Armed Jewish vigilantes have started patrolling Arab towns in the Israeli-occupied West Bank in response to the wave of guerrilla attacks that have killed at least 13 Israelis this year. Shootings and stabbings have replaced the street riots previously common in the Israeli-occupied West Bank of the Jordan River and Gaza Strip seized by Israel in the 1967 Mideast War.

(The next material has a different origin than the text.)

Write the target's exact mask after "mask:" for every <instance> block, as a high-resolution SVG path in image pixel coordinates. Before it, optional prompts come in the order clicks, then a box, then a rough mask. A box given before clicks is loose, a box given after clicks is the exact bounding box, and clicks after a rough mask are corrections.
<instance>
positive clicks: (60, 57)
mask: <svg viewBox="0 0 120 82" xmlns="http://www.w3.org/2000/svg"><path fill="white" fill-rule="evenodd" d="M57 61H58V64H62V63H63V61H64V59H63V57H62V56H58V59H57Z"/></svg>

Newspaper photographs of groups of settlers carrying assault rifles and submachine guns on West Bank streets prompted the army to issue a statement Friday saying it is responsible for security. Vigilantes were reported in the towns of Nablus and Ramallah, and a Jewish settlers’ organization in the Gaza Strip said it plans similar patrols.
Army Hasn’t Intervened
An army spokeswoman said settlers would not be allowed to take the law into their own hands, but so far the military has not intervened to stop the patrols.
Military officials described the vigilantes’ action as a publicity stunt to draw attention to settlers’ demands for tougher security measures. They pointed out that settlers are allowed to carry weapons in the West Bank.
Friday’s blast occurred about noon near the office of New York-born Rabbi Meir Kahane, an anti-Arab militant who is currently in the United States. Dozens of his supporters rallied in the streets shouting, “Arabs out!” before they were dispersed by police.
Witnesses said some of the demonstrators attempted to attack the wounded suspect as he was being treated by an ambulance crew. Police pushed the crowd back and a plainclothesman fired a pistol in the air to disperse the demonstrators.
Police spokesman Rafi Levi said that police “presumed the explosion was the work of terrorists.” He described the bomb as a “medium-sized package of dynamite” and said 20 Arab suspects were arrested.
Levi said only one person was wounded by the explosion at Mahane Yehuda market, but he refused to elaborate.
‘Blew Up in His Face’
An ambulance attendant who treated the wounded man told the Associated Press that the victim was “the terrorist himself. The device blew up in his face.”
A policeman who declined to give his name said “the explosion occurred when the terrorist tried to put the bomb either near or under the car.”
The attacks have persisted despite a government crackdown on Palestinians that began last month, including four deportation orders and 68 jail sentences without trial. Three of the expulsion orders were appealed to the Supreme Court.
Two Palestinians were arrested Friday morning in the stabbing of the truck driver, and the military command said they had admitted the attack. It said soldiers tore down the suspects’ tar-paper shacks at the Rafiah refugee camp in the Gaza Strip.